L'intervalle entre les générations et la précision de la mesure ne sont pas problématiques pour la majorité des caractères; par contre, les corrélations entre les caractères, la variabilité du caractère et le nombre d'animaux sélectionnés le sont. Ainsi, moins on garde d'animaux, plus on garde les « meilleurs » pour le caractère recherché, et plus le caractère va s'améliorer rapidement, mais cela va augmenter la consanguinité et, éventuellement (et contradictoirement à l'effet obtenu au début), ralentir le progrès génétique. Afin d'éviter l'accouplement d'animaux apparentés et conserver un progrès, un taux de renouvellement minimum doit être maintenu, ainsi que plusieurs familles non apparentées.

Il arrive aussi que certains caractères soient corrélés négativement. Ainsi, un animal avec une surface d'œil de longe élevée aura parfois une conversion alimentaire également élevée, ce qui n'est pas recherché. Il est donc difficile de sélectionner un animal qui est améliorateur à la fois pour la surface d'œil de longe et la conversion alimentaire, mais c'est réalisable.

La variabilité du caractère est un facteur important pour la sélection : pas de variabilité, pas de sélection. On a vu que pour l'épaisseur du muscle de la longe, la variation est importante – il y a 26 mm d'écart entre deux animaux extrêmes. Pour d'autres caractères, la variation est d'un tout autre ordre. Par exemple, dans le même groupe d'animaux (voir la figure 2), l'animal avec le moins de gras dorsal en a 6 mm et celui qui en a le plus, 16 mm, pour une différence de 10 mm. L'animal le plus gras a quand même presque trois fois l'épaisseur de gras de l'animal le plus maigre!

Certains caractères ont peu de variation. C'est le cas du nombre de tétines (voir la figure 3). Mais comme il existe de la variation, c'est un caractère qu'on peut sélectionner. Ce sera plus long que pour des caractères avec plus de variation, comme le muscle et le gras, mais on voit déjà une augmentation du nombre de tétines chez les animaux nés en 2012, comparativement à ceux nés il y a 10 ans.

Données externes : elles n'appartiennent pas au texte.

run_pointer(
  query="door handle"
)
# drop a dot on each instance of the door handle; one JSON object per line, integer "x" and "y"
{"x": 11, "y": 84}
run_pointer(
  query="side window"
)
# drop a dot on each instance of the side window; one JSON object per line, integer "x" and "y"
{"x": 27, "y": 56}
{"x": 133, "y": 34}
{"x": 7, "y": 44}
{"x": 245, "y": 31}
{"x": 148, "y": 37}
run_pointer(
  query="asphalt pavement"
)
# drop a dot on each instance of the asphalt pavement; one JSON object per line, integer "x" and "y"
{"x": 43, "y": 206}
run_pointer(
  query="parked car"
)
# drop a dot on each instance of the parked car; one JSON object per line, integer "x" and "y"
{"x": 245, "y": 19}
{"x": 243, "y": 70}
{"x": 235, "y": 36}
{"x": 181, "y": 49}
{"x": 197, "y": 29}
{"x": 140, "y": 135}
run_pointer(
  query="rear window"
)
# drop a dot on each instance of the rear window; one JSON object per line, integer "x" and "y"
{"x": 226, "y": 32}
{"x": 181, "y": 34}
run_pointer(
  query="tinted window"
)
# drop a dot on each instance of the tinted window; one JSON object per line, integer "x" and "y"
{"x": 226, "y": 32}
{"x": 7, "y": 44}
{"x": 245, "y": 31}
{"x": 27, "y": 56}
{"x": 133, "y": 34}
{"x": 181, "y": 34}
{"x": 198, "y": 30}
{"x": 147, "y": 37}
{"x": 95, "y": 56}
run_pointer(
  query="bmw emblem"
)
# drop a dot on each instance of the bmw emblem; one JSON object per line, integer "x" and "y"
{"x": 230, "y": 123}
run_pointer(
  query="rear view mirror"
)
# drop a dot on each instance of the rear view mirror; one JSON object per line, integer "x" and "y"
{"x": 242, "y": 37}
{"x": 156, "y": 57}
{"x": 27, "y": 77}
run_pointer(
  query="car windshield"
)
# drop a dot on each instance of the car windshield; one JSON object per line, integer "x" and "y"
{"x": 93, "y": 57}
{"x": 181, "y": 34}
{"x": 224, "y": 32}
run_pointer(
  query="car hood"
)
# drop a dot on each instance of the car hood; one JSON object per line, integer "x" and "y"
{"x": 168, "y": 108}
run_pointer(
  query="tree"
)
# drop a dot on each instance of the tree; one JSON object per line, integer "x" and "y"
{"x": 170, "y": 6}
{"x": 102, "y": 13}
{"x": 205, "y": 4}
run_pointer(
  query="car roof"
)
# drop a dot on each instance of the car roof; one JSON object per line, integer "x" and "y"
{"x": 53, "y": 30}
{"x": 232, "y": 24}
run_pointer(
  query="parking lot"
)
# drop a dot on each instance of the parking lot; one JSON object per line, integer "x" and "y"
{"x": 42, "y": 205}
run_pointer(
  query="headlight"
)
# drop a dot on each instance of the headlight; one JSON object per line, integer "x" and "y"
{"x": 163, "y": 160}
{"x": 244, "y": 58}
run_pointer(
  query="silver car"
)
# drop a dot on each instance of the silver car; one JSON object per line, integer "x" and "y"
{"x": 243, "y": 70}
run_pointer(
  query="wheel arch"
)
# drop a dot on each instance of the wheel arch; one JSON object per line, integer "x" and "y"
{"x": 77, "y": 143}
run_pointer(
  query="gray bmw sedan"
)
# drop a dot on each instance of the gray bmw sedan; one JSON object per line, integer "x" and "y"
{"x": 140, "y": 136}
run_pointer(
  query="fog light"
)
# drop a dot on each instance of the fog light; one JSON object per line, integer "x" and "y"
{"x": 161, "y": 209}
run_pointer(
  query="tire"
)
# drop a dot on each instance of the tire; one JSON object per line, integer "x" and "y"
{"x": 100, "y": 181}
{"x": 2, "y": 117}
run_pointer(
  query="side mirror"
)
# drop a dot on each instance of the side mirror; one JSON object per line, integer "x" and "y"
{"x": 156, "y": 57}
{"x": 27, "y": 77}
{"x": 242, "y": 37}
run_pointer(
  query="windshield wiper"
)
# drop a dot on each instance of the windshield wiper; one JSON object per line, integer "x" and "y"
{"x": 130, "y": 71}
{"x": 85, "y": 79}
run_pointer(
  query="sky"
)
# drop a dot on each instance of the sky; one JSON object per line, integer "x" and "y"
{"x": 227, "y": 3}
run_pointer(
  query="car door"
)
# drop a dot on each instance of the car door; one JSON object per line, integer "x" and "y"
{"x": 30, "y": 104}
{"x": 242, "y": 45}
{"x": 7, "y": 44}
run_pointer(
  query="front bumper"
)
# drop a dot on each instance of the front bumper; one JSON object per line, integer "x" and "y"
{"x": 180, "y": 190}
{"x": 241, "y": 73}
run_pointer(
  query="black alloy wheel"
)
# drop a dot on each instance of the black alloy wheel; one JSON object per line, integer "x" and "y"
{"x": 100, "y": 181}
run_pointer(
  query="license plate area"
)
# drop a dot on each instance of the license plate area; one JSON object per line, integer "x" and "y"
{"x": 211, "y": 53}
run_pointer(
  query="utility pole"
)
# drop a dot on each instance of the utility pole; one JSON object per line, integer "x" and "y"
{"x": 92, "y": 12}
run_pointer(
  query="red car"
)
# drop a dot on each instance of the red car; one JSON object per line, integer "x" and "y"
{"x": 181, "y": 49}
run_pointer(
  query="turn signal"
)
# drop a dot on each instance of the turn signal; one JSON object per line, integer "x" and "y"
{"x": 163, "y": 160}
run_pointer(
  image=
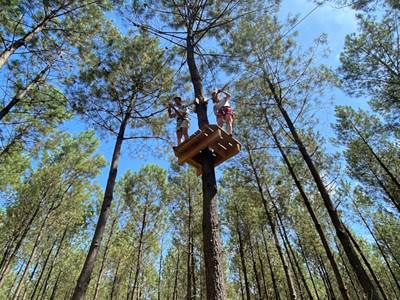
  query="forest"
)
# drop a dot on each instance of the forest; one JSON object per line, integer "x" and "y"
{"x": 95, "y": 203}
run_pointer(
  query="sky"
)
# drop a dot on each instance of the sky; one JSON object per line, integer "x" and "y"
{"x": 335, "y": 22}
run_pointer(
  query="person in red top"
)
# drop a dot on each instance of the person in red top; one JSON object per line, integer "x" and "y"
{"x": 223, "y": 110}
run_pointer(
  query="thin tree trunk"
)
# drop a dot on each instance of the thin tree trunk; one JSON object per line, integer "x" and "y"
{"x": 379, "y": 247}
{"x": 276, "y": 290}
{"x": 308, "y": 269}
{"x": 317, "y": 225}
{"x": 54, "y": 290}
{"x": 44, "y": 288}
{"x": 254, "y": 266}
{"x": 105, "y": 254}
{"x": 368, "y": 265}
{"x": 296, "y": 263}
{"x": 139, "y": 254}
{"x": 242, "y": 256}
{"x": 43, "y": 270}
{"x": 23, "y": 91}
{"x": 84, "y": 277}
{"x": 33, "y": 252}
{"x": 175, "y": 290}
{"x": 215, "y": 286}
{"x": 355, "y": 262}
{"x": 113, "y": 294}
{"x": 288, "y": 275}
{"x": 262, "y": 270}
{"x": 8, "y": 51}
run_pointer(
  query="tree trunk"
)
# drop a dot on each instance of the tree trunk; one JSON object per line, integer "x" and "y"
{"x": 54, "y": 290}
{"x": 139, "y": 254}
{"x": 215, "y": 286}
{"x": 296, "y": 263}
{"x": 262, "y": 270}
{"x": 114, "y": 292}
{"x": 33, "y": 252}
{"x": 368, "y": 265}
{"x": 355, "y": 262}
{"x": 309, "y": 269}
{"x": 242, "y": 256}
{"x": 379, "y": 247}
{"x": 276, "y": 290}
{"x": 43, "y": 270}
{"x": 175, "y": 290}
{"x": 22, "y": 92}
{"x": 317, "y": 225}
{"x": 44, "y": 288}
{"x": 8, "y": 51}
{"x": 285, "y": 265}
{"x": 84, "y": 277}
{"x": 105, "y": 254}
{"x": 254, "y": 266}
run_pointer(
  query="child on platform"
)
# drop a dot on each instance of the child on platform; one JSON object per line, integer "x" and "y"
{"x": 181, "y": 112}
{"x": 223, "y": 110}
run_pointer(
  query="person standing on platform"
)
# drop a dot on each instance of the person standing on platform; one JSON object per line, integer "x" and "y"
{"x": 223, "y": 110}
{"x": 181, "y": 112}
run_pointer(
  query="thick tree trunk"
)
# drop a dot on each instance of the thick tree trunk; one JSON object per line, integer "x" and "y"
{"x": 355, "y": 262}
{"x": 84, "y": 277}
{"x": 211, "y": 241}
{"x": 242, "y": 256}
{"x": 271, "y": 223}
{"x": 317, "y": 225}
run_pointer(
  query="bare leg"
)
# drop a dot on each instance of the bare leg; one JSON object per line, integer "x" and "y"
{"x": 185, "y": 132}
{"x": 229, "y": 123}
{"x": 179, "y": 135}
{"x": 220, "y": 121}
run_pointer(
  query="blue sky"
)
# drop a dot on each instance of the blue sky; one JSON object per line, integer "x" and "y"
{"x": 336, "y": 23}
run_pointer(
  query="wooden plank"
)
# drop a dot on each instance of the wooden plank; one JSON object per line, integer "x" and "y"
{"x": 195, "y": 150}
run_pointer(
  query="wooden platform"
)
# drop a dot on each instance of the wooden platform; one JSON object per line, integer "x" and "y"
{"x": 213, "y": 137}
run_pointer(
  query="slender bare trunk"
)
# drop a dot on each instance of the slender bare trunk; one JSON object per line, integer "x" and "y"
{"x": 307, "y": 203}
{"x": 355, "y": 262}
{"x": 84, "y": 277}
{"x": 215, "y": 286}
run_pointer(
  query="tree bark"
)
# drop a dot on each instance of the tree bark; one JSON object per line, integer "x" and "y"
{"x": 105, "y": 254}
{"x": 242, "y": 256}
{"x": 355, "y": 262}
{"x": 84, "y": 277}
{"x": 271, "y": 223}
{"x": 276, "y": 290}
{"x": 22, "y": 92}
{"x": 215, "y": 287}
{"x": 307, "y": 203}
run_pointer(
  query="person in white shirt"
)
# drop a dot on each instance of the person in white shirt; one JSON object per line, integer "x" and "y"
{"x": 181, "y": 113}
{"x": 223, "y": 110}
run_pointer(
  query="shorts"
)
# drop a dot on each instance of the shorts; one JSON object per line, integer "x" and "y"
{"x": 182, "y": 123}
{"x": 225, "y": 111}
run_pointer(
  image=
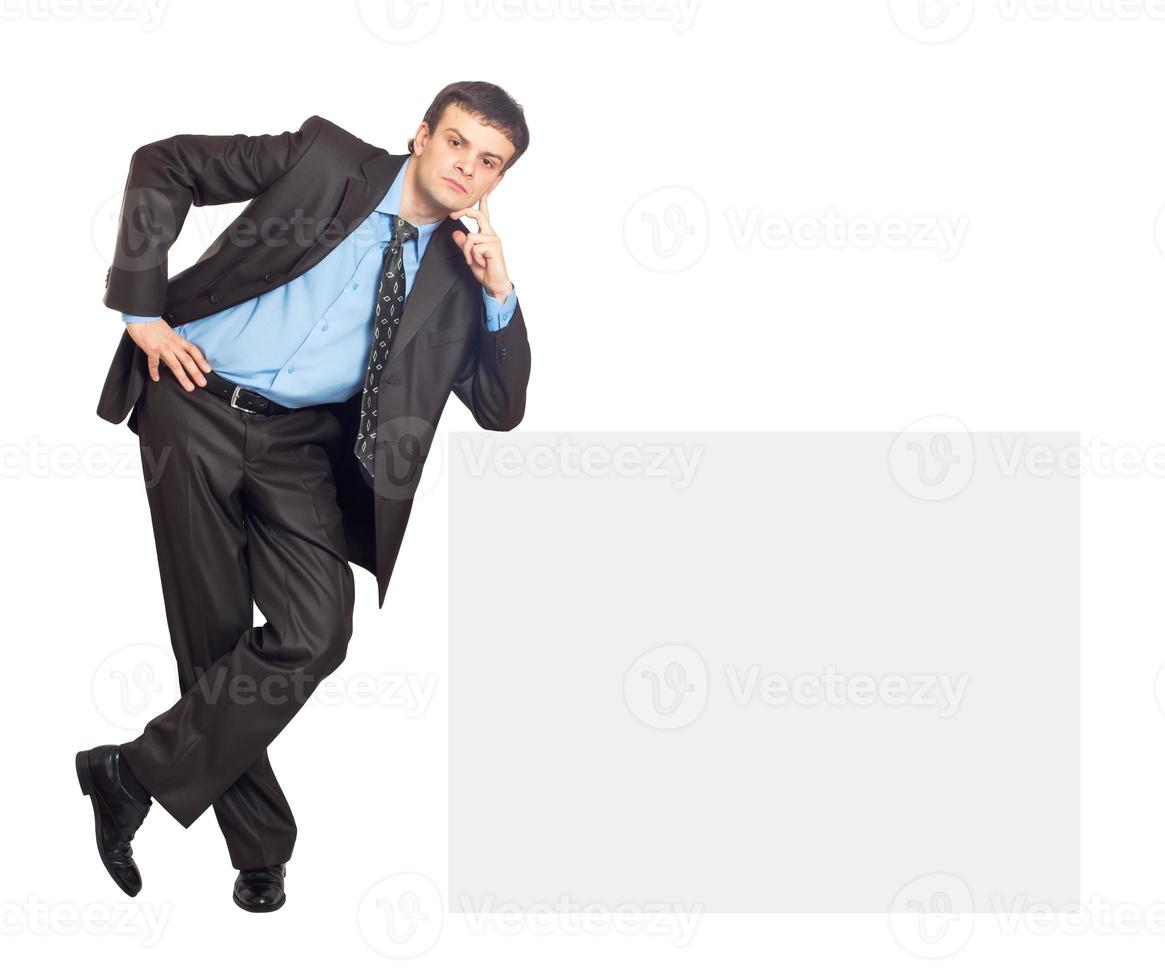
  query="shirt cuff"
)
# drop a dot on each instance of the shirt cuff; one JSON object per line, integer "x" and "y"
{"x": 498, "y": 315}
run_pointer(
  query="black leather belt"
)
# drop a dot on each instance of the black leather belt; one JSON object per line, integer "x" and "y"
{"x": 242, "y": 399}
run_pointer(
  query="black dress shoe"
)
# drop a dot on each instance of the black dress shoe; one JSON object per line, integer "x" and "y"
{"x": 117, "y": 813}
{"x": 261, "y": 889}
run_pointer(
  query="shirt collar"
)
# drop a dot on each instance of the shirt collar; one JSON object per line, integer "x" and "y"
{"x": 390, "y": 204}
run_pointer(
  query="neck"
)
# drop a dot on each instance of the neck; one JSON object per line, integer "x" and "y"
{"x": 417, "y": 208}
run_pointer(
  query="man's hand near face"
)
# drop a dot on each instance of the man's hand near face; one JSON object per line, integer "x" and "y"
{"x": 484, "y": 251}
{"x": 160, "y": 343}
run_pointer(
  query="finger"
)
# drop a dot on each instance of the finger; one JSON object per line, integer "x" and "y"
{"x": 188, "y": 362}
{"x": 480, "y": 217}
{"x": 176, "y": 367}
{"x": 471, "y": 240}
{"x": 198, "y": 355}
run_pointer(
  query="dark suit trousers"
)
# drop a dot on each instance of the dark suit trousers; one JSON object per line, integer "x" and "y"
{"x": 244, "y": 508}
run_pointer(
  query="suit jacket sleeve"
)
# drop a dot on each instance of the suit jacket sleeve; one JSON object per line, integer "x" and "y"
{"x": 169, "y": 175}
{"x": 494, "y": 390}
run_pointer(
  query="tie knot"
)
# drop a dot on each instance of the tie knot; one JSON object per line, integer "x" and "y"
{"x": 403, "y": 230}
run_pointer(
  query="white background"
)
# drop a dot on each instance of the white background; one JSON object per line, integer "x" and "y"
{"x": 1036, "y": 125}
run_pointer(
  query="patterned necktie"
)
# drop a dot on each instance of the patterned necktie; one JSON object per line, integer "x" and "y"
{"x": 389, "y": 308}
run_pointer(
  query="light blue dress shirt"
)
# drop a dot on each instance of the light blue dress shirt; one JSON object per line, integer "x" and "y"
{"x": 306, "y": 342}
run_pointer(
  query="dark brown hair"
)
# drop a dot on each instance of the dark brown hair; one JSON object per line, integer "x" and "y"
{"x": 491, "y": 104}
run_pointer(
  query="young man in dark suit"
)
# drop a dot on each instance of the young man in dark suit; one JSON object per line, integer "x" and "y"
{"x": 286, "y": 389}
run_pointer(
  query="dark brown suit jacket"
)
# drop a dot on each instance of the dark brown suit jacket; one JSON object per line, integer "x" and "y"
{"x": 308, "y": 190}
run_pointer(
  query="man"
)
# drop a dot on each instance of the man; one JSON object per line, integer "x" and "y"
{"x": 286, "y": 389}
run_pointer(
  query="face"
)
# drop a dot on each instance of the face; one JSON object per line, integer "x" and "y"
{"x": 459, "y": 161}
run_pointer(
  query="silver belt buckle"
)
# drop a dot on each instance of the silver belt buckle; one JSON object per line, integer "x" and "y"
{"x": 234, "y": 395}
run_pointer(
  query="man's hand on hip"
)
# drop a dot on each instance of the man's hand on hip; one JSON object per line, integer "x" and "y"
{"x": 160, "y": 343}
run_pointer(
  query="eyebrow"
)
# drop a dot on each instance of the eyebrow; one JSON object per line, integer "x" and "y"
{"x": 464, "y": 140}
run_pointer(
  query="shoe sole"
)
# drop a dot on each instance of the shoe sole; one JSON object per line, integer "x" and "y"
{"x": 86, "y": 787}
{"x": 259, "y": 908}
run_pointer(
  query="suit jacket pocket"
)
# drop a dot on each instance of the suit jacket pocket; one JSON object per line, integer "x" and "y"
{"x": 438, "y": 338}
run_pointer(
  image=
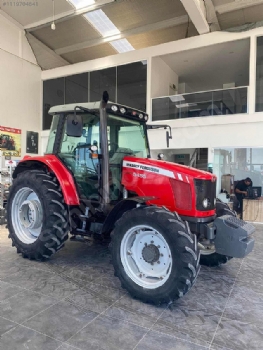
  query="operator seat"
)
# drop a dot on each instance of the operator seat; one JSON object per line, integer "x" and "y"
{"x": 115, "y": 164}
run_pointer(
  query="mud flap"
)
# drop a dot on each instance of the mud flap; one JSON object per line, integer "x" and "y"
{"x": 233, "y": 236}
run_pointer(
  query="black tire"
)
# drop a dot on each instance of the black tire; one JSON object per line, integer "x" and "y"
{"x": 216, "y": 259}
{"x": 183, "y": 247}
{"x": 54, "y": 231}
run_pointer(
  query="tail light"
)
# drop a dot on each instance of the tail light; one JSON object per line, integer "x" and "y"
{"x": 205, "y": 194}
{"x": 182, "y": 194}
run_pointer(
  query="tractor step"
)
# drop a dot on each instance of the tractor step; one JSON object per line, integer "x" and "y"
{"x": 82, "y": 239}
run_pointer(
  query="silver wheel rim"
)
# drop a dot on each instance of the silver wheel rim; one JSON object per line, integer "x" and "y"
{"x": 27, "y": 215}
{"x": 146, "y": 257}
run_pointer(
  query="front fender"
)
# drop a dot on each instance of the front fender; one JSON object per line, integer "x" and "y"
{"x": 52, "y": 164}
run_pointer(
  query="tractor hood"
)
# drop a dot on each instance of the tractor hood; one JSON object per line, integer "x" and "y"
{"x": 164, "y": 168}
{"x": 177, "y": 187}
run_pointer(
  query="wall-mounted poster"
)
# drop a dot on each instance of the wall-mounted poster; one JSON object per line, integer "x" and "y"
{"x": 10, "y": 141}
{"x": 32, "y": 142}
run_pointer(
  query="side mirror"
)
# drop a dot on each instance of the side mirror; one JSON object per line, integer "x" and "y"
{"x": 74, "y": 125}
{"x": 168, "y": 137}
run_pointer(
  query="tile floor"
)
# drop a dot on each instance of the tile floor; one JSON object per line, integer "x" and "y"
{"x": 73, "y": 301}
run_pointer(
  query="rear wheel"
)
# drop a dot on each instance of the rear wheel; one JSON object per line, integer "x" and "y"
{"x": 208, "y": 255}
{"x": 37, "y": 216}
{"x": 154, "y": 254}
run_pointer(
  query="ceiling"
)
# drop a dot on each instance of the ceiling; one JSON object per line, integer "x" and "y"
{"x": 142, "y": 23}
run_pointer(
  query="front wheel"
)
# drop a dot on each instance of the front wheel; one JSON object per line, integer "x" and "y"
{"x": 37, "y": 217}
{"x": 209, "y": 257}
{"x": 154, "y": 255}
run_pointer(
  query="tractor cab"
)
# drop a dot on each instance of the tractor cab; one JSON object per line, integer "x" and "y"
{"x": 92, "y": 141}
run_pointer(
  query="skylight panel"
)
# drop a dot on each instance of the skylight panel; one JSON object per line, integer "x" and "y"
{"x": 78, "y": 4}
{"x": 122, "y": 45}
{"x": 102, "y": 23}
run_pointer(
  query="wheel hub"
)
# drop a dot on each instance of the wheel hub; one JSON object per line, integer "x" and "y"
{"x": 150, "y": 253}
{"x": 30, "y": 214}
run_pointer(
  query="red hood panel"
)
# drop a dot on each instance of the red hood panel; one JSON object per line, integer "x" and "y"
{"x": 158, "y": 166}
{"x": 152, "y": 178}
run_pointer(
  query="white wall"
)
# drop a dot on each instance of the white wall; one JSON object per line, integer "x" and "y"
{"x": 20, "y": 77}
{"x": 238, "y": 130}
{"x": 161, "y": 78}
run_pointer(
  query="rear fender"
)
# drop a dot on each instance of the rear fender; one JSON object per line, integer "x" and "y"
{"x": 120, "y": 209}
{"x": 51, "y": 163}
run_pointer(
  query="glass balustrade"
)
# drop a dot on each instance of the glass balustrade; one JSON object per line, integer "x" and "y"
{"x": 201, "y": 104}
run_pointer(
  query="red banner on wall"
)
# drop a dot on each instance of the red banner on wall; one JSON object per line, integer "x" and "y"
{"x": 12, "y": 130}
{"x": 10, "y": 141}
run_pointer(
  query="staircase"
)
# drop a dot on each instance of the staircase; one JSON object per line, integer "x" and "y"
{"x": 202, "y": 159}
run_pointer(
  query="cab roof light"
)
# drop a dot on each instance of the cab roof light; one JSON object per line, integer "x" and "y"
{"x": 114, "y": 108}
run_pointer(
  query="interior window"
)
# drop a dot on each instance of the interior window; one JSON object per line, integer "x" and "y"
{"x": 77, "y": 155}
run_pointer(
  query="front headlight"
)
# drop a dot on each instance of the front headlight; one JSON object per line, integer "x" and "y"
{"x": 205, "y": 203}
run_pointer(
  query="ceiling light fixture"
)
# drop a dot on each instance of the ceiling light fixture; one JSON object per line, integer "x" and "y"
{"x": 79, "y": 4}
{"x": 53, "y": 26}
{"x": 102, "y": 23}
{"x": 122, "y": 45}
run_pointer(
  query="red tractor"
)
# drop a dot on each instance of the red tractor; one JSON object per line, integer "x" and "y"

La variation dans un troupeau de sélection est donc essentielle. Par contre, dans le choix des animaux pour la production de porcs commerciaux, il faut viser l'uniformité. C'est ainsi que certains animaux extrêmes pour un caractère en particulier seront utilisés uniquement en sélection. L'important est de garder la caractéristique de l'animal pour pouvoir la transmettre à plusieurs descendants et, avec le temps, transmettre l'amélioration aux porcs commerciaux. Une valeur qui est extrême aujourd'hui, mais qui répond aux besoins des marchés et des producteurs, sera la norme dans quelques années d'ici.